SERC’s findings for 2019 revealed that international tourists dedicated a substantial portion of their expenditures to shopping, accounting for 33.1% of their overall spending, amounting to nearly RM28.9 billion.
Lee also urged the government to encourage the setting up of eco-friendly hotels and introduce a green-rating system for them, with preferential tax rates for properties which successfully apply this initiative.
“As of Sept 15, only seven hotels were rated as ‘green hotels’ on the tourism, arts and culture ministry’s website.

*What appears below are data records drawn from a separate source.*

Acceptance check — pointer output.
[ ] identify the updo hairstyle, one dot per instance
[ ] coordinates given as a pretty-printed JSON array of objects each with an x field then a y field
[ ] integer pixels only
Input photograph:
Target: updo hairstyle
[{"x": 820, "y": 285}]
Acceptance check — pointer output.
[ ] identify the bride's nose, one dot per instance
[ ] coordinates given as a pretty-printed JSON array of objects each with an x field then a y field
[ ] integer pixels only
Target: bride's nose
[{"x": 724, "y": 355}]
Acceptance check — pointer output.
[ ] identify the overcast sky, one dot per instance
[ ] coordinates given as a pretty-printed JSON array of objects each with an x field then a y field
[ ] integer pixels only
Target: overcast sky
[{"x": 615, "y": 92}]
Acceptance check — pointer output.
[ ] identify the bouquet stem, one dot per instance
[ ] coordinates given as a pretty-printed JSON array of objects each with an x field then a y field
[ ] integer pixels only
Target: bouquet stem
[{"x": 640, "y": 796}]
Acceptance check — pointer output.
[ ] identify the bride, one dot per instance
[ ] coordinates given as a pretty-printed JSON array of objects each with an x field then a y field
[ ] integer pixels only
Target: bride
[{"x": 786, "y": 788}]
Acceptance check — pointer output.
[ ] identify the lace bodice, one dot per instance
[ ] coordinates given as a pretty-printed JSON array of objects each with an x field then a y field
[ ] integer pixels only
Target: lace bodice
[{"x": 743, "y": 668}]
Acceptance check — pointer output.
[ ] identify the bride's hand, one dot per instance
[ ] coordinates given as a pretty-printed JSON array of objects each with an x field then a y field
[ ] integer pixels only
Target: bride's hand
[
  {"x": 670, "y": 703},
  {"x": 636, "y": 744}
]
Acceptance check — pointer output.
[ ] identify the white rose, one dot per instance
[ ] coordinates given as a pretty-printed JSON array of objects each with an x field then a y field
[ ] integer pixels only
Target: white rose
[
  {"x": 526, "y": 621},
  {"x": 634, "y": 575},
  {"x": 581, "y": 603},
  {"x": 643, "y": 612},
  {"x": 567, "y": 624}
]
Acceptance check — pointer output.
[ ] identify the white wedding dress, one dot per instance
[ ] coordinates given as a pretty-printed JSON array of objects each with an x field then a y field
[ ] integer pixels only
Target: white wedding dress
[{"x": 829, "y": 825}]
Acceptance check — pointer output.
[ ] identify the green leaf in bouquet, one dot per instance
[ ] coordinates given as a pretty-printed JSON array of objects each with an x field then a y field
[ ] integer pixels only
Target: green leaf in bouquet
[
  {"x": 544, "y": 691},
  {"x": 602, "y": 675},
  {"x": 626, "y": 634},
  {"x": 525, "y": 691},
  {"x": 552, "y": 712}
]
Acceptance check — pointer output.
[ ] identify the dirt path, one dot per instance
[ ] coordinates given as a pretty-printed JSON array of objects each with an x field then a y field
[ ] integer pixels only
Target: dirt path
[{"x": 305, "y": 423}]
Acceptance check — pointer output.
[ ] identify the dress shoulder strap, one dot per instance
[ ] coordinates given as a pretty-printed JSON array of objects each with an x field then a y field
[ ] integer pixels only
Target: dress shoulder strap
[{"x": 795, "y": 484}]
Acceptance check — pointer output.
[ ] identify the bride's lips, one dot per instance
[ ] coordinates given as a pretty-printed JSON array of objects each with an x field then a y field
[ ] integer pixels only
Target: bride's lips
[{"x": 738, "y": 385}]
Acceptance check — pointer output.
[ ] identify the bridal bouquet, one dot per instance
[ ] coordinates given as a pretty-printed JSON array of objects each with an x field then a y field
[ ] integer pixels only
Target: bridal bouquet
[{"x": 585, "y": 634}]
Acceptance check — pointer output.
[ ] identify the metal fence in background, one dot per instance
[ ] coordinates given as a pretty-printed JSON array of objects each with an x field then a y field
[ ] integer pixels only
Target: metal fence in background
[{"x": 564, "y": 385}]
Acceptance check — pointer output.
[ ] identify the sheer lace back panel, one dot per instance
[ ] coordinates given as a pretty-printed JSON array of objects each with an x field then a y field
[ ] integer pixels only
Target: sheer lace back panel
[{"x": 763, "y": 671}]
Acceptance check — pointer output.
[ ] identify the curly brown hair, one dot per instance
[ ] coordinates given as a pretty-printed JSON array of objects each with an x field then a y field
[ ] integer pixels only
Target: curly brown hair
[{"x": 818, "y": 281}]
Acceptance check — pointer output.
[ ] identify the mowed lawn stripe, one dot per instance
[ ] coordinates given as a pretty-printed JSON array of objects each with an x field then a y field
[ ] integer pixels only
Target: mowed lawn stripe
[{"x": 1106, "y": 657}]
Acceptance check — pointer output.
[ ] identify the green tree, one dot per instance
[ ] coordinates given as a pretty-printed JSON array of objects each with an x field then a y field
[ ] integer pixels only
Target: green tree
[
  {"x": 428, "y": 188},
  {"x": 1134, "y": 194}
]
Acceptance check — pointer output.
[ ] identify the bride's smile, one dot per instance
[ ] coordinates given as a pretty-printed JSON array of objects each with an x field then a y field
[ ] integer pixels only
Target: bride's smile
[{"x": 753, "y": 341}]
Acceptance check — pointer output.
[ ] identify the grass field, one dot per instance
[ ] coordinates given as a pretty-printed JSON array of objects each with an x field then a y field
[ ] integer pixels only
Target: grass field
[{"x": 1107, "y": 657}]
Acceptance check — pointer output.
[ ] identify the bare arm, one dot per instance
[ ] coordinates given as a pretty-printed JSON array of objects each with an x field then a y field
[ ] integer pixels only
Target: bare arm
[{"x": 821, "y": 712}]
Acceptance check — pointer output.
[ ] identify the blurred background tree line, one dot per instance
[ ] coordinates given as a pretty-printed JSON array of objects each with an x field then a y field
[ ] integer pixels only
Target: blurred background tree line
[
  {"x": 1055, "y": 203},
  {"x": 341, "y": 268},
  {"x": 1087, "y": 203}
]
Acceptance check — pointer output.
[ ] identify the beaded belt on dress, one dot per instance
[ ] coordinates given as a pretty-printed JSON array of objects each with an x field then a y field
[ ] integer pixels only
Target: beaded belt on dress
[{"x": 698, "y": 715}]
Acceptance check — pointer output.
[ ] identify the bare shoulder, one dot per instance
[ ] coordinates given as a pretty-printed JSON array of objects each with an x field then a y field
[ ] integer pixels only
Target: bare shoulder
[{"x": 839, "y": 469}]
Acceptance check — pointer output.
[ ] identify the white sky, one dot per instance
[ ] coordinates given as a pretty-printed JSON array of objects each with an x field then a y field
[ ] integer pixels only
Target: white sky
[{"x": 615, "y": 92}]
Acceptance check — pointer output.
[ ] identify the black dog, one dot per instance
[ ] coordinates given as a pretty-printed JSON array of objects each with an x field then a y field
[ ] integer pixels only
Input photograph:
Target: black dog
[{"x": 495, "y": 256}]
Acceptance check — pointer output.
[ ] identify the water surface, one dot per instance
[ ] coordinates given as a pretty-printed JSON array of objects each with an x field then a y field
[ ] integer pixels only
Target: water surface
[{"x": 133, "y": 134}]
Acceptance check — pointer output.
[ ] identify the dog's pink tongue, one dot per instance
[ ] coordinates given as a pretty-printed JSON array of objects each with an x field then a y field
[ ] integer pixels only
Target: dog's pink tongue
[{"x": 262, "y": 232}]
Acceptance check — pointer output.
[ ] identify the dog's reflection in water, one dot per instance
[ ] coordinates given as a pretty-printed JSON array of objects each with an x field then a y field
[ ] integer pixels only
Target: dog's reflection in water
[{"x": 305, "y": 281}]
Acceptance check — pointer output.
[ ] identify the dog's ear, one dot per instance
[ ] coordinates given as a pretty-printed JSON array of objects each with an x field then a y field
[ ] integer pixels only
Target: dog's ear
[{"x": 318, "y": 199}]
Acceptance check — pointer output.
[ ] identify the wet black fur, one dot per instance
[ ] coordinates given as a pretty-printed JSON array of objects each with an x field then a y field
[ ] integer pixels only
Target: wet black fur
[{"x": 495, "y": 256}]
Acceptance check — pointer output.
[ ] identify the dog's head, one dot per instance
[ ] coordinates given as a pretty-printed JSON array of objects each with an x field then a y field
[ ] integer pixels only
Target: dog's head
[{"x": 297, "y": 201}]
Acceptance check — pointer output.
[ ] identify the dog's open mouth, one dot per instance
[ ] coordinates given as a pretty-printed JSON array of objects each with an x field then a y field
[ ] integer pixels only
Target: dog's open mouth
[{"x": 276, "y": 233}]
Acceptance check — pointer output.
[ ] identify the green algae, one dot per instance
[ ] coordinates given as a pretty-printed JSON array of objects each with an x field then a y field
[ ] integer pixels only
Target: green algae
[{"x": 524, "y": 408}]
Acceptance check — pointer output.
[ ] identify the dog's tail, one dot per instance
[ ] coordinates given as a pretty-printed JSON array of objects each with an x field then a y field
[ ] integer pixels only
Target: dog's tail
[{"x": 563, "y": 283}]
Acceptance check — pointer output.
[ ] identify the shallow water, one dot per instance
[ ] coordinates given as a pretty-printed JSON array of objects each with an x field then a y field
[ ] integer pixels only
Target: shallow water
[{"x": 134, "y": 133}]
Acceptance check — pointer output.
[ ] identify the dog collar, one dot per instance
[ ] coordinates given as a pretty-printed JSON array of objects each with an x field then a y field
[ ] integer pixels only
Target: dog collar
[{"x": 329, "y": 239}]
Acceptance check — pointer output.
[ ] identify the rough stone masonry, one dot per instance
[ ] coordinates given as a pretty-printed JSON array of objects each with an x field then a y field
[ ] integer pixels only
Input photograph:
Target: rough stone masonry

There is also not enough done to promote green hotels,” he said.
SERC also highlighted several other tourism-related issues, such as congestion at airports and the state of disrepair of many tourist spots and attractions.
To alleviate congestion, it recommended streamlining immigration checkpoints through measures such as increasing the number of counters and electronic passport gates, reducing the duration of customs inspection procedures, and deploying more officers to assist tourists efficiently.
Taking inspiration from the Narita Airport model in Japan, the goal is to ensure that visitors experience wait times of no more than 15 minutes.
To revitalise rundown attractions, it urged the government to increase funding for rehabilitation efforts and foster partnerships with the private sector to undertake necessary repairs and refurbishments.
The other proposed measures include a large-scale regional festival to promote the arts scene, the development of a mobile application providing essential information for tourists, and the implementation of a double tax deduction scheme for advertising and promotional expenses, with a cap of 3% of the total turnover.